Hollywood actor Josh Brolin issued an apology on social media for visiting his father, who is also his next-door neighbor, after he was shamed by hordes of fascist do-gooders on social media.
The “No Country for Old Men” star posted a photo to Instagram last week of him visiting his father, actor James Brolin, and his stepmother, actress and singer Barbra Streisand, at their California home, The Guardian reported.
Brolin was wearing a mask in the photo, which was taken outdoors, and the caption read: “There’s nothing like a good meeting up with family when all you can hear is a distant muffling of what used to be called words.”
Following an avalanche of criticism, according to NBC’s “Today,” the post was deleted and the younger Brolin apologized.
“My father lives next door to us and we had a plan to go see them and not be near them and that plan was broken and that’s our responsibility,” Brolin said in a video apology on Instagram.
“We were going to pick something up and show [his young daughter Westlyn] the pool because we don’t have a pool and yeah, I think it was irresponsible,” he added.
“You know, it’s hard to be honest sometimes … and say, ‘Maybe I screwed up.'”
“The responses brought me back to my own truth and it’s humbling as hell, man,” Brolin said of the negative comments. “Even if we go overboard and are too protective, at least we’re doing it for a reason.”
But people, including celebrities, should not be shamed into avoiding their families.
The health of each family should be private, and not the business of online commenters or of the government.
While people have generally taken social-distancing guidelines seriously, it’s important to remember that they ought to be just that: guidelines.
Despite various state and local governments using the coronavirus pandemic to surveil citizens with drones, harass families, prevent people from attending religious services and ask residents to tell on each other, there’s an argument to be made that legally, the guidelines we are being ordered to follow are just suggestions.

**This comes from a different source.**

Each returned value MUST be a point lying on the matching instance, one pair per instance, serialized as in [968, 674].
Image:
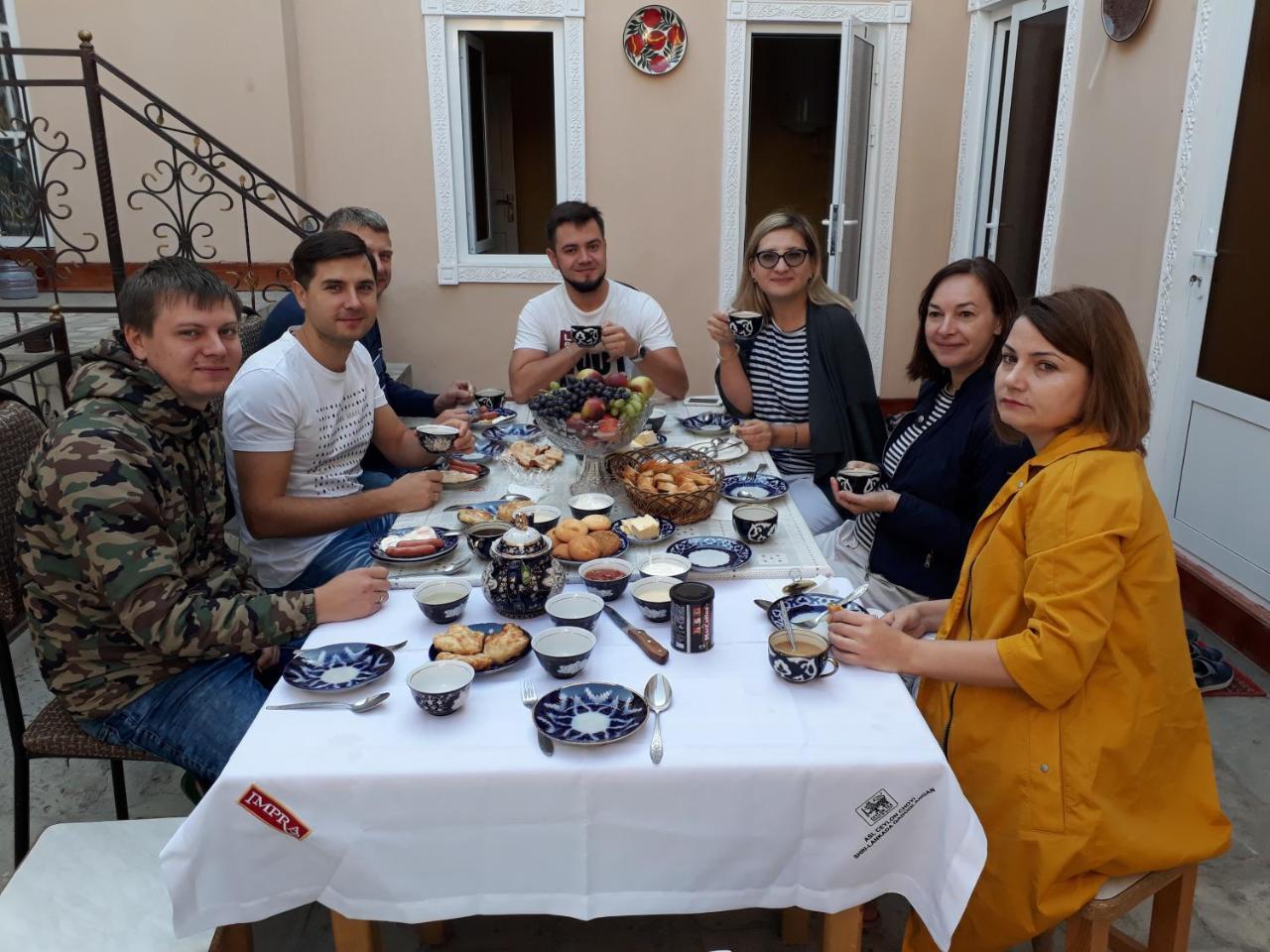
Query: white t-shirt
[547, 320]
[282, 399]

This is not to say that we should take the virus lightly or stop following public health experts’ guidelines (we should do neither), but only that it could be strongly argued that the U.S. Constitution supersedes government-imposed lockdown orders — national emergency or not.
In fact, a number of lawsuits have been filed arguing just that.
As far as Brolin’s saga goes, the man is a talented actor.
He might even be one of Hollywood’s rumored closeted Republicans.
But, he is also human, and like the rest of us, was probably feeling a bit stir crazy.
(As an aside, if the actor and his wife made sure they and their daughter avoided physical contact with his father and stepmother, I don’t see the harm in him paying them a friendly poolside visit.)
Of course, seeing as how Brolin runs among liberal Hollywood’s elite, he has a thin line to walk.
The entertainment industry has proven it is not tolerant of dissent from its collective championing of progressive causes.
Brolin could have been using the apology to try to get out ahead of any perceived damage he had done by visiting his father and stepmother.
Perhaps Brolin is aware, like many of the rest of us, that the far left’s binary solution to combating the coronavirus is at times nonsensical.
But Brolin quickly he became a target of the online, fanatical (and metaphorical) quarantine police, who are more or less conveying a message that if you don’t stay home and blindly follow government lockdown orders, you are going to die and/or kill others.
And he had to pay the piper for the apparent infraction of saying hello to his family.